Ana Maria Silveira |
Boanerges
acompanhava a tecnologia do tratamento do café, conseguindo assim melhor
qualidade para o seu produto. O café, após a derriça, necessita de uma secagem
bem conduzida para ser prontamente armazenado, conservando, desse modo, suas
melhores características. Lá por 1920, a secagem era feita em terreiros, a céu
aberto, totalmente dependente das condições climáticas. As chuvas representavam
um desastre caso ocorressem no período das colheitas.
Certa ocasião Boanerges comprou, em uma
exposição agropecuária, uma caldeira própria para a secagem do café.
A peça era
alemã, de alta tecnologia. Foi um longo percurso até chegar a Bom Jesus. Mas um
dia chegou!
Acompanhando
vieram três engenheiros e outros tantos ajudantes para a montagem daquela coisa
fantástica para a época.
Havia um
pequeno problema: os alemães não falavam português e vice-versa.
Boanerges
nutria um orgulho imenso pelos seus colaboradores, os empregados da sua fazenda
São Tomé e do sítio Rio Preto.
Para ele não existiam trabalhadores mais
caprichosos, interessados
nos
serviços, criativos, alegres, musicais, educados, de caráter exemplar, inteligentes
e, principalmente, amigos. Em contrapartida, tratava-os com muita consideração,
carinho, respeito e admiração.
Todos tinham suas casas, terrenos para
plantar, criar animais e o que mais fosse necessário para o sustento das famílias.

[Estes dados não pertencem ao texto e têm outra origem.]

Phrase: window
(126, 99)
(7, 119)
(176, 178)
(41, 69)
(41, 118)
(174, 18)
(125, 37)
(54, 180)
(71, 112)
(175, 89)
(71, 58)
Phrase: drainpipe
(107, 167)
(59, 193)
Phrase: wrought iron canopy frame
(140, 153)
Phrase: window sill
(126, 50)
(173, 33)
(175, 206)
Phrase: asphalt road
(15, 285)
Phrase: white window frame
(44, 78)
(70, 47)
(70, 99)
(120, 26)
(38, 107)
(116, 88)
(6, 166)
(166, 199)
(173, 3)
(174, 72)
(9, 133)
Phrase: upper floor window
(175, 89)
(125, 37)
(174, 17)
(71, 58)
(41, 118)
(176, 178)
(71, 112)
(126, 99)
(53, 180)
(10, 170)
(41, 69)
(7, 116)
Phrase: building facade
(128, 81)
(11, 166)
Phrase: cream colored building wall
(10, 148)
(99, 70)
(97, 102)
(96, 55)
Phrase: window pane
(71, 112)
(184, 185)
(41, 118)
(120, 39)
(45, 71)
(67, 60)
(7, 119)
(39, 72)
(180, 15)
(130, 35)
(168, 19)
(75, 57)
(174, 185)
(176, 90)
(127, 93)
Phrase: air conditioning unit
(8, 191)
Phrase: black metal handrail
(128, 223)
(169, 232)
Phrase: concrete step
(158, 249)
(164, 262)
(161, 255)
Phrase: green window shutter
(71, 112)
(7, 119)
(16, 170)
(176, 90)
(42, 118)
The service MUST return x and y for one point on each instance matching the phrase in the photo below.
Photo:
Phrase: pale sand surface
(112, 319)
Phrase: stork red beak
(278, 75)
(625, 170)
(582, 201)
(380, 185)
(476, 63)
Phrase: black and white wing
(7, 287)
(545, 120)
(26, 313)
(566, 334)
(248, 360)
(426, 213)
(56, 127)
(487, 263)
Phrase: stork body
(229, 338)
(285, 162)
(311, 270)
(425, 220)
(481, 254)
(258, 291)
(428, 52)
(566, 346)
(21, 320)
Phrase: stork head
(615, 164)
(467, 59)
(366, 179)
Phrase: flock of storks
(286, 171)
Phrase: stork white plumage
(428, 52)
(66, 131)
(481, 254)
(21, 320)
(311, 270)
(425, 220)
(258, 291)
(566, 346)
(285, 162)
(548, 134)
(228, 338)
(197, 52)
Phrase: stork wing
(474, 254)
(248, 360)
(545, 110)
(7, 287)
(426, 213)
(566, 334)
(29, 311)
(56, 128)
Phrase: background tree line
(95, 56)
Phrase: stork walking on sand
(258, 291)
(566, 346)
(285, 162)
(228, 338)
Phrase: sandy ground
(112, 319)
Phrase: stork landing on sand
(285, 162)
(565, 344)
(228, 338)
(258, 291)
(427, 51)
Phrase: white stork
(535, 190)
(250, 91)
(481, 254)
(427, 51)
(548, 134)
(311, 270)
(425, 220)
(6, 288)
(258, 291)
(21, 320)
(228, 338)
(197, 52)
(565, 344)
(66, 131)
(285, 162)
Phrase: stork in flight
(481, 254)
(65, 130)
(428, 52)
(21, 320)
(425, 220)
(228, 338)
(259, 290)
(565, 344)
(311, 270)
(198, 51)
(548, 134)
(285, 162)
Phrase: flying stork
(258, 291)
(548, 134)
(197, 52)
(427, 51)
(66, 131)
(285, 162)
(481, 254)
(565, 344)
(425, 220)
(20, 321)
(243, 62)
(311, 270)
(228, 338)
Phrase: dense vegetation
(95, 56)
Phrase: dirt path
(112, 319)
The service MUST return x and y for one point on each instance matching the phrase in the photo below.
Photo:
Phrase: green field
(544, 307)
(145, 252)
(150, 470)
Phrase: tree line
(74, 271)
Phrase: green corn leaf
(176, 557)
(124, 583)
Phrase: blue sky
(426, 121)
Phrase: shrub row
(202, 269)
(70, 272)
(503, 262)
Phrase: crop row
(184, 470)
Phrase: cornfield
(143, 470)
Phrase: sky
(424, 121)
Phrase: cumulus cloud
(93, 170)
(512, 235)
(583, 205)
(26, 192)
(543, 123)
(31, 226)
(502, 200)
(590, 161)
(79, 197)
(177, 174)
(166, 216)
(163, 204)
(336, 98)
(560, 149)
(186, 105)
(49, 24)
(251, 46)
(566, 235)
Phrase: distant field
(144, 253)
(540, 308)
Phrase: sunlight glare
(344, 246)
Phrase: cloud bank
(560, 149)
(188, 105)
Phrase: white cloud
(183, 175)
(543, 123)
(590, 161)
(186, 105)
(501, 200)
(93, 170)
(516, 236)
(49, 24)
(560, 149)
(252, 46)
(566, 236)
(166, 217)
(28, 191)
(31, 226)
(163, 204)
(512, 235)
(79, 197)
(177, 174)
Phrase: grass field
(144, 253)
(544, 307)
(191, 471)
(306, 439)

Boanerges ainda promovia todo tipo de festas, festeiro que era, e todos
participavam. Tudo isso gerava muito ressentimento em alguns outros fazendeiros,
saudosos da época escravagista, que chegavam a dizer:
-O Boanerges trata esses negos dele com muito
luxo. Isso é ruim para nós!
Boanerges
tanto falou da máquina que quando esta chegou, a curiosidade tomou conta de
todos. Seu povo acorreu ao local aonde seria instalada e ficaram em animada
vigília até a engenhoca funcionar.
Os alemães foram devidamente acomodados na
fazenda e o previsto no contrato era que a equipe deveria ficar de trinta a
quarenta e cinco dias ensinando o manejo da caldeira ao novo proprietário. Aquilo
era muito complicado. Num painel, uma quantidade enorme de mostradores - ponteiros
que se deslocavam à direita e à esquerda - tinha de estar em perfeita harmoniapara
que a coisa não explodisse.
Boanerges conseguiu
um compadre como tradutor e selecionou uns cinco empregados para aprenderem o
funcionamento da máquina, por medida de segurança, na sua ausência.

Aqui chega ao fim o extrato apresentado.